It was three days after this, and shortly after sunrise, that, on crossing the south slope of Mel Mòr with Alasdair Ardoch, we came suddenly upon the body of Sheumas, half submerged in a purple billow of heather. It did not, at the moment, occur to me that he was dead. I had not known that his prolonged absence had been noted, or that he had been searched for. As a matter of fact, he must have died immediately before our approach, for his limbs were still loose, and he lay as a sleeper lies.

Alasdair kneeled and raised his kinsman’s head. When it lay upon the purple tussock, the warmth and glow from the sunlit ling gave a fugitive deceptive light to the pale face.

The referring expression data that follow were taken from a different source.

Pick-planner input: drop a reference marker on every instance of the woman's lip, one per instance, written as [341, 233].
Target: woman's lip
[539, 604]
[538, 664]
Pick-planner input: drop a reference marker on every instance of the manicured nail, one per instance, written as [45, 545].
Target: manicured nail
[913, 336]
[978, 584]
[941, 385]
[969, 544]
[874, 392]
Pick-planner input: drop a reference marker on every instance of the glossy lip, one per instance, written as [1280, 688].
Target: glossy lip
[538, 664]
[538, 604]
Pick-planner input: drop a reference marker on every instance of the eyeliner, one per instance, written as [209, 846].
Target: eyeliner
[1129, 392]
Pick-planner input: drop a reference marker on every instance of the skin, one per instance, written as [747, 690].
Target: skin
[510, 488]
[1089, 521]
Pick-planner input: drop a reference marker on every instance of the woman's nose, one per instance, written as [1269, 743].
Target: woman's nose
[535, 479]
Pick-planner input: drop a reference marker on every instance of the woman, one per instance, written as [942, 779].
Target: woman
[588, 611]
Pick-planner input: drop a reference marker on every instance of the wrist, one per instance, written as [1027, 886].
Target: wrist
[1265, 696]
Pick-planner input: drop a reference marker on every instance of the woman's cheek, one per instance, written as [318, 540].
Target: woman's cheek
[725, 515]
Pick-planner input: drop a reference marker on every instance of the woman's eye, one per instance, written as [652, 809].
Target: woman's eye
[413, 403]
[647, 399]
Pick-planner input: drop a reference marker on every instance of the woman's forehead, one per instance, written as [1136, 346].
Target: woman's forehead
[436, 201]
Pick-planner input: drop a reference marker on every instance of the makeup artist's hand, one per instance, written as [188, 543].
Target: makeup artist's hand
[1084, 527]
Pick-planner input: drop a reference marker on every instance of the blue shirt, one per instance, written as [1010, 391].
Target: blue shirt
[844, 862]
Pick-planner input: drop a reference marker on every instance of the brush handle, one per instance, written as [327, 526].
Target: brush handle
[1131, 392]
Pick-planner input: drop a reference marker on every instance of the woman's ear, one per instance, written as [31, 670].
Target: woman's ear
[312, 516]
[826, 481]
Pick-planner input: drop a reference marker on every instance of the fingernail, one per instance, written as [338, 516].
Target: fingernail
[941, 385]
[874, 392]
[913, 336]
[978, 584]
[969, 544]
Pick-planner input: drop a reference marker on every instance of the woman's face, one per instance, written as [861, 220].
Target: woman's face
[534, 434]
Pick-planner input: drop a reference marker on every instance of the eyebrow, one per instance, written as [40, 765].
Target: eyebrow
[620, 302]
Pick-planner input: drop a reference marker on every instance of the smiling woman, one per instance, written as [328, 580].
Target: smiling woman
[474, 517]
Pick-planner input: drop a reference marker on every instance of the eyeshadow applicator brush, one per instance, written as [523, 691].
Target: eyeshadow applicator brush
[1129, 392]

I know not whether the sun can have any chemic action upon the dead. But it seemed to me that a dream rose to the face of Sheumas, like one of those submarine flowers that are said to rise at times and be visible for a moment in the hollow of a wave. The dream, the light, waned; and there was a great stillness and white peace where the trouble had been. “It is the Smoothing of the Hand,” said Alasdair McIan, in a hushed voice.

Often I had heard this lovely phrase in the Western Isles, but always as applied to sleep. When a fretful child suddenly falls into quietude and deep slumber, an isles-woman will say that it is because of the Smoothing of the Hand. It is always a profound sleep, and there are some who hold it almost as a sacred thing, and never to be disturbed.

So, thinking only of this, I whispered to my friend to come away; that Sheumas was dead weary with hunting upon the hills; that he would awake in due time.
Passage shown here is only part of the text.